Publication: Terrorism Focus Volume: 3 Issue: 33
EGYPT’S MUSLIM BROTHERHOOD INCREASINGLY SUPPORTIVE OF HEZBOLLAH
Since the start of the latest Israel-Lebanon conflict, the Sunni Muslim Brotherhood (MB) in Egypt has increasingly offered verbal support to the Shiite Hezbollah movement. The general guide of the MB, Muhammad Mahdi Akif, announced that 10,000 MB members were ready to travel to Lebanon to fight “with Hezbollah” against Israel (Asharq al-Awsat, August 21). Akif also castigated Arab leaders for failing to support Lebanon and Hezbollah, saying that these leaders “are more oppressive to us than to the Zionists and Americans” (Asharq al-Awsat, August 21). The statements fall on the backdrop of the MB taking a more public profile as of late. In March, authorities arrested hundreds of MB members who were protesting the extension of Egypt’s emergency laws and who were supporting two pro-reform judges who were critical of the ruling government (Jerusalem Post, August 19). Additionally, on August 18, Egyptian police arrested 17 MB members after raiding a house in the Nile Delta province of Menoufia. Authorities allege that the 17 members were strategizing about resuming the group’s past banned activities (Jerusalem Post, August 19).
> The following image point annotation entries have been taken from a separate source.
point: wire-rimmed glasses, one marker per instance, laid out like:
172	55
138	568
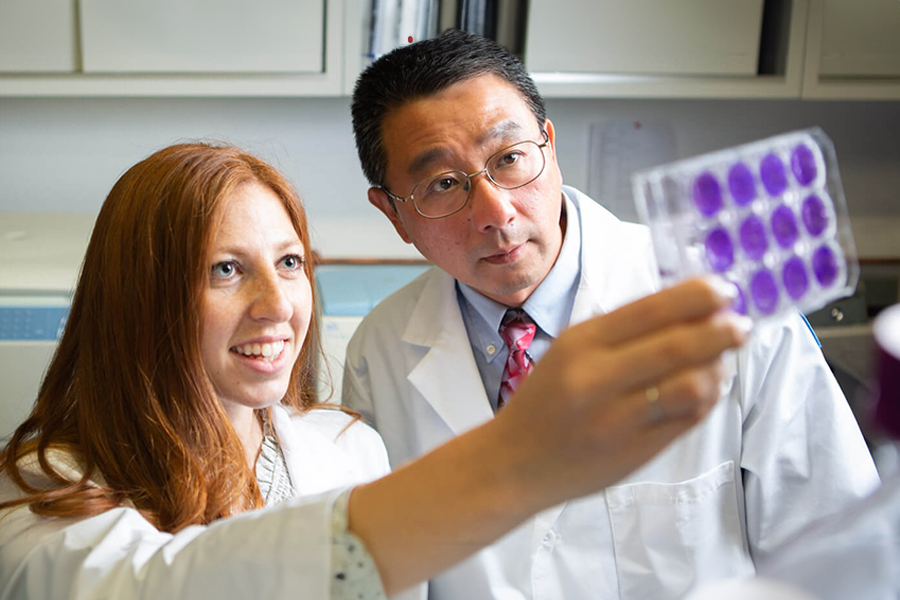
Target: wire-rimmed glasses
447	193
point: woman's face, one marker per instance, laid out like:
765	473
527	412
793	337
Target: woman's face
256	301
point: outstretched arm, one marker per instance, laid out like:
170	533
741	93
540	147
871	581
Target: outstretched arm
581	421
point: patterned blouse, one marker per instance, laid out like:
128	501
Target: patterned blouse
354	574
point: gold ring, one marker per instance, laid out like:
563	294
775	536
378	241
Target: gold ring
657	414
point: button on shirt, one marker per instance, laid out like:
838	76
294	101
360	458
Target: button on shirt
550	306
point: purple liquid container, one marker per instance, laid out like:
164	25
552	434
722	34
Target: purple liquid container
769	216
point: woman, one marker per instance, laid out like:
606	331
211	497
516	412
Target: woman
179	400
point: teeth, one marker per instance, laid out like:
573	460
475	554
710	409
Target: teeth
266	352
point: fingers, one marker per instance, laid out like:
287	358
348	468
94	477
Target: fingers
663	354
694	299
688	395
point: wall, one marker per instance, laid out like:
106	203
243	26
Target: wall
62	155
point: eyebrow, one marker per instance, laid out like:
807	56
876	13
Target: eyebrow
239	250
503	129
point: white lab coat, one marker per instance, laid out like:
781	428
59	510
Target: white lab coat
779	450
278	552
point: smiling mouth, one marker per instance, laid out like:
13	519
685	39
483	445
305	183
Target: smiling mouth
265	352
503	257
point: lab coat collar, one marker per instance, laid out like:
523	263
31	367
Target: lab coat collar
313	461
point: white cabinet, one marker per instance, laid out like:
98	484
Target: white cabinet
673	49
174	47
853	50
37	36
202	36
648	37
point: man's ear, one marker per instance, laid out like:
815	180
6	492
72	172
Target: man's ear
379	199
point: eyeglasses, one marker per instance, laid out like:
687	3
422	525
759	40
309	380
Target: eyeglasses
447	193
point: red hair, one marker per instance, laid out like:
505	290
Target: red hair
126	391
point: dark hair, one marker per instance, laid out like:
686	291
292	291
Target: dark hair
423	69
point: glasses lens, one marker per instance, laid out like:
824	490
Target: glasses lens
517	165
442	194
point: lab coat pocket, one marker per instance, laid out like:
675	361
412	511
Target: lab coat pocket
670	537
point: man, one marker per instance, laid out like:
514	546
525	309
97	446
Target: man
454	139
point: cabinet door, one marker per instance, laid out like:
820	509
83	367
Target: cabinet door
37	36
860	39
853	50
688	37
202	36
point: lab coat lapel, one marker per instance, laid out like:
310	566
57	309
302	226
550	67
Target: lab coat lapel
607	283
604	286
313	461
447	376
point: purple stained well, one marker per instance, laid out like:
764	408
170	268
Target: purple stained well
815	215
719	250
764	291
707	194
784	226
825	266
741	185
753	237
803	164
794	276
771	172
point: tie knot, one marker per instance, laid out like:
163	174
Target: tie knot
517	329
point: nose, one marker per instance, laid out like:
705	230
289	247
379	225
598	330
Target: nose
270	301
491	206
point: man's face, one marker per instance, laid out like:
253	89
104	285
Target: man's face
503	242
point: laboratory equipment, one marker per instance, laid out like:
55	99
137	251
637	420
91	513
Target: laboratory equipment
769	216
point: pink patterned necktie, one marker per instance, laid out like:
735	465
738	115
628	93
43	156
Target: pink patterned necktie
517	330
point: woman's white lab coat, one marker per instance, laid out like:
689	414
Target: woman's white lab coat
278	552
SUSPECTS ARRESTED IN ATTACK ON U.S. CONSULATE IN PAKISTAN
Pakistan has arrested some eight individuals for their involvement in the March attack on the U.S. Consulate in Karachi that killed U.S. diplomat David Foy and three others. Authorities announced on August 18 the arrest of six individuals responsible for the attack, who they accuse of belonging to the militant group Jaish-e-Muhammad (Dawn, August 19). The six suspects were apprehended by Pakistani intelligence agents and then handed over to the police. On August 21, however, Pakistani police announced the arrest of two additional individuals responsible for the attack, yet labeled the two new suspects as members of al-Qaeda (Gulf Times, August 22). The two al-Qaeda suspects were identified as Anwar-ul-Haq and Usman Ghani. According to Jahangir Mirza, the police chief of southern Sindh province, “Both of them belong to al-Qaeda and have no links with any local militant group. They are trained militants and have fought against U.S. forces in Afghanistan” (Gulf Times, August 22). Mirza also explained that the car used in the March suicide attack was equipped with explosives from Waziristan, located in the troubled Federally Administered Tribal Areas (FATA) (Dawn, August 22). According to the police chief, the attack involved more than 400 pounds of composition C-4 explosives placed in the car’s CNG cylinder, seats and other hollow areas into where the C-4 could be molded (Dawn, August 22). Mirza further stated that the mastermind of the operation, Qari Zafar, is still wanted by authorities (Dawn, August 22).